Pour une fois, le système du bonus-malus automobile n'a pas coûté un centime à l'Etat. En 2012, les dépenses liées à ce dispositif (230 millions d'euros) ont été intégralement compensées par les recettes, selon Les Echos. Une première depuis sa mise en place en 2008.

Pour rappel, ce mécanisme visant à inciter les Français à acheter des véhicules propres avait coûté 214 millions d'euros en 2008, plus de 500 millions en 2009 ainsi qu'en 2010, et encore 198,5 millions en 2011. Soit, au total, 1,45 milliard d'euros de déficits accumulés au cours de ces quatre années, avait dénoncé la Cour des comptes en mai dernier.

On pouvait aussi craindre le pire pour 2012 : le bonus avait en effet été amélioré cet été pour les véhicules hybrides et électriques. Mais les ventes de véhicules 100% électriques ont finalement été moins importantes que prévu (seulement 5.661 véhicules de ce type ont été immatriculés entre janvier et décembre), explique le quotidien économique.

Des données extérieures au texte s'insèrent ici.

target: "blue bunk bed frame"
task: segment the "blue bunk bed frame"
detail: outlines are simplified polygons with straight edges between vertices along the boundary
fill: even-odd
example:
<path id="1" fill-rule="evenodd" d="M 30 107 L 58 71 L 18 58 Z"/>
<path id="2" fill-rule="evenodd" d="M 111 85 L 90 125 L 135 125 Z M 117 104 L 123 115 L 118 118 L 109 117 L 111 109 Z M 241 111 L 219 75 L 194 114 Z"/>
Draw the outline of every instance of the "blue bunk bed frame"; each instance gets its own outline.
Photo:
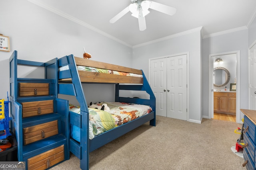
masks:
<path id="1" fill-rule="evenodd" d="M 59 72 L 59 80 L 71 78 L 69 82 L 59 81 L 58 94 L 75 96 L 79 102 L 80 114 L 70 111 L 70 122 L 80 128 L 80 141 L 79 143 L 70 139 L 70 150 L 80 160 L 80 167 L 89 169 L 89 153 L 120 137 L 141 125 L 150 121 L 150 124 L 156 126 L 156 98 L 146 76 L 142 71 L 142 85 L 132 84 L 121 85 L 116 84 L 115 101 L 150 106 L 153 111 L 112 130 L 89 139 L 89 111 L 74 56 L 66 56 L 58 59 L 59 67 L 68 65 L 69 70 Z M 150 95 L 149 99 L 143 99 L 119 96 L 119 90 L 144 91 Z"/>

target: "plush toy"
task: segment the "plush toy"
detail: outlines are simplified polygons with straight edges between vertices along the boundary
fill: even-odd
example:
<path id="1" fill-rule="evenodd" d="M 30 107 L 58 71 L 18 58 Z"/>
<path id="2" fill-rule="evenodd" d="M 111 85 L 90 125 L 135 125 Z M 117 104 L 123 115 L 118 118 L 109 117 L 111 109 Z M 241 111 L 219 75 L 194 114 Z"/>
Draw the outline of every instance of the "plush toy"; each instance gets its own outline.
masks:
<path id="1" fill-rule="evenodd" d="M 92 56 L 90 54 L 85 52 L 85 49 L 84 49 L 84 59 L 89 59 L 92 57 Z"/>
<path id="2" fill-rule="evenodd" d="M 98 109 L 99 110 L 104 110 L 104 111 L 107 111 L 108 112 L 109 112 L 110 111 L 110 109 L 108 107 L 108 105 L 107 104 L 104 103 L 100 105 L 100 103 L 99 103 L 99 105 L 95 103 L 94 104 L 92 104 L 92 102 L 90 103 L 90 106 L 89 106 L 89 108 L 94 108 L 94 109 Z"/>

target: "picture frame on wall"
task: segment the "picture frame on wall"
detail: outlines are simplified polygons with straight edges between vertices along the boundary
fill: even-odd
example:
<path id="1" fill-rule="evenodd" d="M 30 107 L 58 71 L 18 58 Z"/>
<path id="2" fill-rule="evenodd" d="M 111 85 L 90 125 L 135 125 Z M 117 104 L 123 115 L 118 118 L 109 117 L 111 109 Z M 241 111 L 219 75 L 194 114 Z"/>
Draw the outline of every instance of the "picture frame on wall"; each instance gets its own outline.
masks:
<path id="1" fill-rule="evenodd" d="M 0 51 L 10 52 L 9 37 L 0 34 Z"/>
<path id="2" fill-rule="evenodd" d="M 236 83 L 230 83 L 230 88 L 229 91 L 234 92 L 236 91 Z"/>

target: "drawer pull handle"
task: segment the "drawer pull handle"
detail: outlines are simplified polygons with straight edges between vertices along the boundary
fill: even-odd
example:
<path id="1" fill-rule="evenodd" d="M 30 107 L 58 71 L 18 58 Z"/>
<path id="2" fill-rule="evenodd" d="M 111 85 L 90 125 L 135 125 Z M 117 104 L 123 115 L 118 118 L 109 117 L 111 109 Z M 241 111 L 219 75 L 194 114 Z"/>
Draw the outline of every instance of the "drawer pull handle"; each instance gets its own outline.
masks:
<path id="1" fill-rule="evenodd" d="M 37 113 L 38 114 L 41 114 L 41 108 L 38 107 L 37 109 Z"/>
<path id="2" fill-rule="evenodd" d="M 46 164 L 47 166 L 47 168 L 50 168 L 50 159 L 48 159 L 47 160 L 47 162 L 46 162 Z"/>
<path id="3" fill-rule="evenodd" d="M 248 160 L 246 160 L 245 161 L 244 161 L 244 163 L 242 165 L 243 167 L 244 167 L 244 166 L 245 166 L 246 164 L 247 164 L 247 163 L 248 163 Z"/>
<path id="4" fill-rule="evenodd" d="M 245 129 L 244 129 L 244 130 L 243 131 L 244 133 L 246 133 L 246 132 L 248 131 L 248 129 L 249 129 L 249 126 L 247 126 Z"/>
<path id="5" fill-rule="evenodd" d="M 245 148 L 247 146 L 248 146 L 248 143 L 246 143 L 245 144 L 244 144 L 244 145 L 243 145 L 242 147 L 242 148 L 243 149 L 244 148 Z"/>
<path id="6" fill-rule="evenodd" d="M 42 135 L 42 138 L 44 138 L 44 137 L 45 137 L 45 136 L 44 136 L 44 131 L 42 131 L 42 133 L 41 133 L 41 134 Z"/>

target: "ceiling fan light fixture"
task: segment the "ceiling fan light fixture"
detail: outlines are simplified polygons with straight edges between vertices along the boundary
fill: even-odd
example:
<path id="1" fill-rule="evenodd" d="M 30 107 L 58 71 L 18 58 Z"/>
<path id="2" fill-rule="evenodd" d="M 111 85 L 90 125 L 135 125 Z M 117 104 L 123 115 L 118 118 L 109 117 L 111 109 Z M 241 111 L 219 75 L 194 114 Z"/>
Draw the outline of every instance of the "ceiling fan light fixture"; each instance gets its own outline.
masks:
<path id="1" fill-rule="evenodd" d="M 150 12 L 148 10 L 150 7 L 150 2 L 146 0 L 142 1 L 140 3 L 140 6 L 142 9 L 142 15 L 143 17 L 144 17 Z"/>
<path id="2" fill-rule="evenodd" d="M 129 9 L 132 12 L 132 16 L 138 18 L 139 15 L 138 7 L 139 5 L 137 3 L 131 4 L 129 6 Z"/>
<path id="3" fill-rule="evenodd" d="M 138 11 L 138 5 L 137 3 L 131 4 L 129 6 L 129 9 L 130 10 L 130 11 L 131 12 L 132 12 L 132 13 L 134 13 Z"/>

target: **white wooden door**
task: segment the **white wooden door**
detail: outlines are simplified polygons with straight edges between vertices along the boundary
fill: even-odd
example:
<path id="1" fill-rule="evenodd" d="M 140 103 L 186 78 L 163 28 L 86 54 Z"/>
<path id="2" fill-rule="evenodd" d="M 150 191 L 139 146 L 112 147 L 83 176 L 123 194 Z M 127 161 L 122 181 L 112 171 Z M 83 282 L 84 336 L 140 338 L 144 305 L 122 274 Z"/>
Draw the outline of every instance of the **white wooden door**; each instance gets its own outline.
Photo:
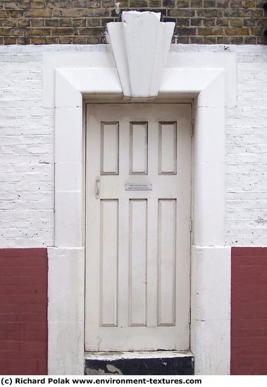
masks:
<path id="1" fill-rule="evenodd" d="M 187 350 L 191 106 L 87 108 L 89 351 Z"/>

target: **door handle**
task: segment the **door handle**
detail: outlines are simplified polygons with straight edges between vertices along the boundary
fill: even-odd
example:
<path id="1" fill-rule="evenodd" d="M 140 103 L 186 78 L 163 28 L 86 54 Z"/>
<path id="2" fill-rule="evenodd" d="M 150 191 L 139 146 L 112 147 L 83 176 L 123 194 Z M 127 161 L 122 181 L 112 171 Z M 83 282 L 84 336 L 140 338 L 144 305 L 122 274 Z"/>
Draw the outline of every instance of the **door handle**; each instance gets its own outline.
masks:
<path id="1" fill-rule="evenodd" d="M 98 176 L 96 179 L 96 198 L 99 198 L 100 196 L 100 177 Z"/>

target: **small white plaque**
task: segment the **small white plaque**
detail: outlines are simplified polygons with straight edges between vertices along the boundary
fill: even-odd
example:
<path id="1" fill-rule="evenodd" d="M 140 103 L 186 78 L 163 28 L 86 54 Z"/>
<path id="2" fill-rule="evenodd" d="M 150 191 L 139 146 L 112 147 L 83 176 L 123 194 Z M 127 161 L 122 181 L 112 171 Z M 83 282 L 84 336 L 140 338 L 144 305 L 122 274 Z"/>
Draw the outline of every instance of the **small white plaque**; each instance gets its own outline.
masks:
<path id="1" fill-rule="evenodd" d="M 151 191 L 151 183 L 125 183 L 125 191 Z"/>

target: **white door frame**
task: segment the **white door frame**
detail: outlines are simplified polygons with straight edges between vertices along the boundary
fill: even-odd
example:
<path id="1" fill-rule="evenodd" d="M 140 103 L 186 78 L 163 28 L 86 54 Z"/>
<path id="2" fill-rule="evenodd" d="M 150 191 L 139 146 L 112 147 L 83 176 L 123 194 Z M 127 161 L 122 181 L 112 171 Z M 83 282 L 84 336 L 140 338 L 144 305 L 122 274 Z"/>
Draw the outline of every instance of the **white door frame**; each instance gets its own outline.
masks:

Pas sûr toutefois que cet équilibre budgétaire s'observe encore cette année. Certes, les malus ont été durcis au 1er janvier (lien), ce qui devrait rapporter davantage à l'Etat : 402 millions d'euros, selon les projections du gouvernement. Mais l'exécutif s'attend aussi à un bond des dépenses liées aux bonus, à 453 millions. Ce qui aboutirait à un déficit de 49 millions d'euros.